Running the MV client

Instruction to run the petBrain, the MV server and the MV client are given in the README under the root of the proxy code.

Imitation learning involving only the owner

Generic instructions

A pet's owner can teach his pet how to perform trick by imitation learning. That is, he shows what we call an exemplar of the behavior he wants the pet to mimic and correct it by a reward mechanism to help it reach the desired trick.
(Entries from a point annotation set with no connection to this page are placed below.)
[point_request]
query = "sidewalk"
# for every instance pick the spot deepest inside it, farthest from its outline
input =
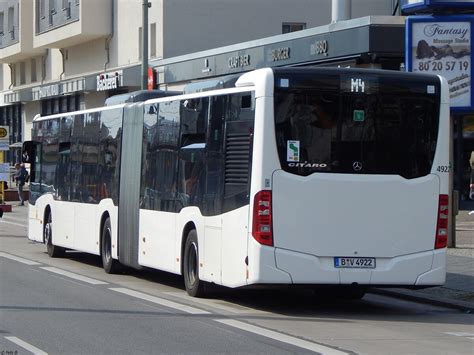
(458, 291)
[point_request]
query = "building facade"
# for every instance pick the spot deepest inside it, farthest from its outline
(64, 55)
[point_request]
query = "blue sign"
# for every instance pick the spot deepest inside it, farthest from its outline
(418, 6)
(443, 45)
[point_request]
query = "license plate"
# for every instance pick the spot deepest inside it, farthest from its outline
(354, 263)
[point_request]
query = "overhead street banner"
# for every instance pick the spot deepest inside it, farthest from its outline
(4, 138)
(443, 46)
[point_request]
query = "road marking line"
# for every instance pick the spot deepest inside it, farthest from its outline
(461, 334)
(215, 304)
(17, 258)
(13, 223)
(26, 346)
(74, 276)
(160, 301)
(281, 337)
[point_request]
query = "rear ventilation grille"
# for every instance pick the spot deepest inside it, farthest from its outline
(237, 158)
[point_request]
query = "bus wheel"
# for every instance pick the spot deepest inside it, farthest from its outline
(194, 286)
(110, 265)
(53, 250)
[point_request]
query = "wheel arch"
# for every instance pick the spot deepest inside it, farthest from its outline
(187, 228)
(104, 217)
(46, 214)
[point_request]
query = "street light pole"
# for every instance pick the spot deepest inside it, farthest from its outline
(146, 5)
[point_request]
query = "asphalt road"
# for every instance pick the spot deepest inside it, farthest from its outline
(70, 306)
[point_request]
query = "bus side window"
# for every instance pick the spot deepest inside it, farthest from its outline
(194, 116)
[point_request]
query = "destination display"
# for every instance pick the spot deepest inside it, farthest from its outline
(443, 47)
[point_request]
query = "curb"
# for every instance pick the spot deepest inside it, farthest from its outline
(412, 295)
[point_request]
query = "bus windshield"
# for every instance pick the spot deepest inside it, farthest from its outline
(356, 123)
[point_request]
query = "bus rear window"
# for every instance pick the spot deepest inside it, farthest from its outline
(382, 129)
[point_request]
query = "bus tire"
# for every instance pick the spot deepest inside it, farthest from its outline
(110, 265)
(194, 286)
(52, 250)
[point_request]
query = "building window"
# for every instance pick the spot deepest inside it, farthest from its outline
(52, 11)
(2, 23)
(33, 70)
(153, 40)
(66, 6)
(140, 34)
(288, 27)
(11, 26)
(42, 8)
(22, 73)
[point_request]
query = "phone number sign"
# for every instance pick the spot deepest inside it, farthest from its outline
(443, 46)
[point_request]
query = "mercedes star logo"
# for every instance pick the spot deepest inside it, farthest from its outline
(357, 166)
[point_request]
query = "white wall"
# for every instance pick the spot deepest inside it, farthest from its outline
(93, 99)
(191, 26)
(86, 58)
(361, 8)
(30, 109)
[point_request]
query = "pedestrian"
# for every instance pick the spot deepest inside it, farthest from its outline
(21, 176)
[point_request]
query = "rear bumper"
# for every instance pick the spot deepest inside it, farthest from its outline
(419, 269)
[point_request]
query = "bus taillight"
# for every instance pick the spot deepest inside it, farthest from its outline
(442, 226)
(262, 218)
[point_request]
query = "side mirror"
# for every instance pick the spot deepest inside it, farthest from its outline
(28, 152)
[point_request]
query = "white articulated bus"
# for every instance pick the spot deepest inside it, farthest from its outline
(284, 176)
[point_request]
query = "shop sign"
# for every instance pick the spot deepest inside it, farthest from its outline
(109, 81)
(443, 46)
(49, 90)
(238, 61)
(151, 79)
(4, 138)
(320, 47)
(4, 171)
(278, 54)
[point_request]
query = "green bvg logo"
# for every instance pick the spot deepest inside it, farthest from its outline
(293, 151)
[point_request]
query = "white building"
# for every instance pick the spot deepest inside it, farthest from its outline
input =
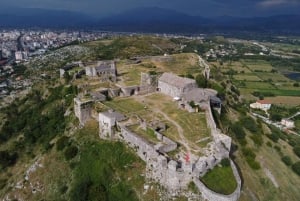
(261, 104)
(288, 123)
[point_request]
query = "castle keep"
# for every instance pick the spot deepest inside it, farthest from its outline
(173, 173)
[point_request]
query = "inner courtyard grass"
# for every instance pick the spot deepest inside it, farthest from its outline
(220, 180)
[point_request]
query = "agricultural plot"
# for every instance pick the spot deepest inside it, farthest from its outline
(236, 66)
(247, 77)
(284, 100)
(258, 65)
(275, 77)
(254, 85)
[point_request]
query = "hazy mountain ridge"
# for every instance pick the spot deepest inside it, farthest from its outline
(149, 19)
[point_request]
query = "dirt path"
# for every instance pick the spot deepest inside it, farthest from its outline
(179, 129)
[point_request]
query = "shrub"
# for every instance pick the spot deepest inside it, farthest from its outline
(249, 124)
(225, 162)
(238, 131)
(296, 167)
(250, 158)
(257, 139)
(269, 144)
(7, 159)
(297, 150)
(62, 143)
(274, 137)
(287, 160)
(71, 152)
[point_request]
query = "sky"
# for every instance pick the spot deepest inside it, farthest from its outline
(206, 8)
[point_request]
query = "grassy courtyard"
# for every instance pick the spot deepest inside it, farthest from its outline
(220, 180)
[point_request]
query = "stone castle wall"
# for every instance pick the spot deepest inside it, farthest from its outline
(83, 110)
(143, 148)
(211, 195)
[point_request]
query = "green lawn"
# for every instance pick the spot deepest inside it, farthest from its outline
(220, 180)
(247, 77)
(125, 105)
(258, 65)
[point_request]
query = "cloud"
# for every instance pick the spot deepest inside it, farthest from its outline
(275, 3)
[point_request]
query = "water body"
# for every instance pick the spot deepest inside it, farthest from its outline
(293, 76)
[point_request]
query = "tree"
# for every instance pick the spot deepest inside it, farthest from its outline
(296, 167)
(201, 81)
(287, 160)
(297, 150)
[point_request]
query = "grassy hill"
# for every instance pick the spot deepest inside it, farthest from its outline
(45, 155)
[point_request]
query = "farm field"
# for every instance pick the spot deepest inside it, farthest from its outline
(284, 100)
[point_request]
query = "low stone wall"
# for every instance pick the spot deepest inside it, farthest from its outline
(143, 148)
(114, 92)
(129, 91)
(168, 144)
(213, 196)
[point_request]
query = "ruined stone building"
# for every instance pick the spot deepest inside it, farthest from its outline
(83, 109)
(107, 123)
(105, 70)
(173, 85)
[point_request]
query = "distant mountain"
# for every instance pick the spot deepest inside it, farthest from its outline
(149, 19)
(33, 17)
(153, 19)
(164, 20)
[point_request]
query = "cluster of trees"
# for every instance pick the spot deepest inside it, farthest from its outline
(39, 119)
(99, 174)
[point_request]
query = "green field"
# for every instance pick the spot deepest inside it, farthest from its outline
(247, 77)
(258, 65)
(220, 180)
(125, 105)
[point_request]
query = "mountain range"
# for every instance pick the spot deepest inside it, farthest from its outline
(149, 19)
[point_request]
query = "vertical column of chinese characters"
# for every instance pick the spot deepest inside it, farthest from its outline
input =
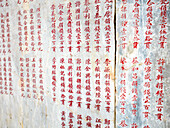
(122, 88)
(5, 51)
(109, 46)
(97, 85)
(38, 21)
(53, 31)
(41, 80)
(147, 90)
(27, 77)
(134, 90)
(160, 88)
(32, 29)
(70, 62)
(34, 78)
(122, 65)
(21, 69)
(124, 24)
(148, 32)
(97, 61)
(163, 23)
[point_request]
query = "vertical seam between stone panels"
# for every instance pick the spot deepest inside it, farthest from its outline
(115, 62)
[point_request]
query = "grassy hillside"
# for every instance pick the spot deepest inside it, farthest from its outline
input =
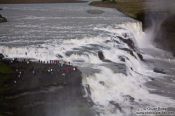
(37, 1)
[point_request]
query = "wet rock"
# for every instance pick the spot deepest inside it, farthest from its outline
(157, 70)
(122, 59)
(1, 56)
(116, 105)
(2, 19)
(100, 55)
(129, 98)
(140, 56)
(129, 51)
(129, 42)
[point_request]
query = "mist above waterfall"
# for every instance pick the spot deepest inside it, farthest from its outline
(159, 18)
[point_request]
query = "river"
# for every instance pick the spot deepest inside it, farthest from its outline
(121, 83)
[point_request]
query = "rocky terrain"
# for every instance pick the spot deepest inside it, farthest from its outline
(40, 88)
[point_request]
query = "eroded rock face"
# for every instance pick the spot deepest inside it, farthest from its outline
(1, 56)
(37, 89)
(100, 55)
(2, 19)
(165, 37)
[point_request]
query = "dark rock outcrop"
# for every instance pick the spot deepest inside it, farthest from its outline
(158, 70)
(42, 89)
(1, 56)
(2, 19)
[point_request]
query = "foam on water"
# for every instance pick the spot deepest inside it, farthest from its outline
(112, 93)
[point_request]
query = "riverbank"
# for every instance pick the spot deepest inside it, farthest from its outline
(2, 19)
(41, 88)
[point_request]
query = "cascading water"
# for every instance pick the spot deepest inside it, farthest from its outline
(114, 82)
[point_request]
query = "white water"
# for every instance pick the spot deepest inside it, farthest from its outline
(105, 84)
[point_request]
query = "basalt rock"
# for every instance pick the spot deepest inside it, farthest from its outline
(2, 19)
(157, 70)
(100, 55)
(1, 56)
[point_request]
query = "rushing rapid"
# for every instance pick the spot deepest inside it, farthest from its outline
(112, 62)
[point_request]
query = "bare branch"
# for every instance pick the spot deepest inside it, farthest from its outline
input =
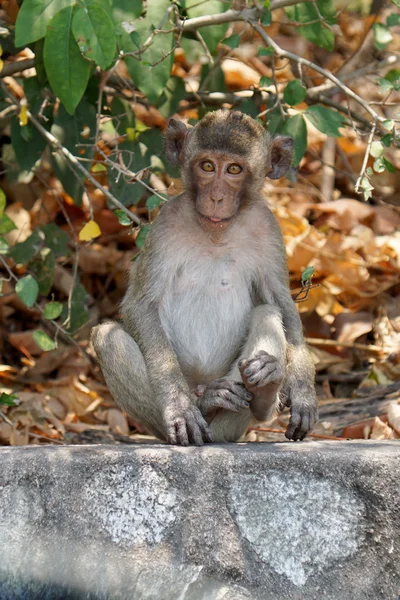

The generic commands are (X must be replaced by the name of the trick) :

  learn X

The pet switches in learning mode, the owner can inform the pet he is going to show it the trick :

  I will X

Then the owner has to perform the trick, once performed it must inform the pet that this is the end of the trick :

  done X

Then the owner has to wait a bit to let the pet discover what program is hidden behind the exemplar that has just been given by the owner. At any moment the owner can decide to ask the pet to make an attempt of reproducing the trick by the following command :

  try X

The pet is going to perform the trick, if after a dozen of seconds it does not (maybe it is doing something more important to itself like eating) the owner can reformulate try command as many times as it takes to make the pet try the trick. After the pet has tried the owner can reward the pet positively :

  good boy

or negatively

  bad boy

At this point if the owner is satisfied by the result he can stop learning with the stop learning command :

  stop learning X

And he can later recall the trick learned while in playing mode by issuing the command :

  do X

Or if not satisfied he can either wait a bit more (maybe with more computation the pet is gonna reach the right program) or he can produce another exemplar (some tricks can only be learned by showing several exemplars, like for instance tricks involving conditions on the context of the execution of the trick, there are called contextual tricks). To show another exemplar the owner just needs to type again :

  I will X

Show the other exemplar

  done X

just like for the first exemplar. He can repeat that as many times as he wishes to show many exemplars of the trick.

Examples

Going to sit near the bone

  learn sit_near_bone
  I will sit_near_bone

The owner must go to the bone and then sit (by type the command /sit)

  done sit_near_bone

Then wait for a few seconds (on a modern computer)

  try sit_near_bone

The pet is eating and does not reproduce the trick, so let's ask it again :

  try sit_near_bone

The pet goes to the bone but does not sit, we can inform it that it is not the right trick :

  bad boy

And wait a bit more...then after a few seconds we ask it to try again :

  try sit_near_bone

(Note that if when asking the pet is near the bone it's better to grab the bone and move it away to be sure the pet has caught on the right trick). The pet goes to the bone and sit we must reward it :

  good boy

Then we stop learning :

  stop learning sit_near_bone

Contextual trick, sit if bone is near ball, bark if bone is not near ball

First of all before starting learning grab the bone move it near the ball.

  learn context_trick
  I will context_trick

Enter the sit command /sit

  done context_trick

Then take grab the bone and move it away from the ball, then type :

  I will context_trick

Enter the bark command /bark

  done context_trick

Then let the pet think a bit about what he's just seen... Note that we have entered 2 exemplars contiguously without asking the pet to try the first exemplar.

  try context_trick

The pet should bark because the bone is away from the ball. The problem here is that it is not possible to ask the pet to retry the same trick (we would want to do that to check that it sit when the ball is near the bone), if the owner retype =try context_trick= the learningServer is gonna send a new trick as it interpret that retry by the fact that the owner is not happy with the current proposition and wants another one. We fix this problem later by adding another command like retry or applying a different control strategy that makes sense to the user.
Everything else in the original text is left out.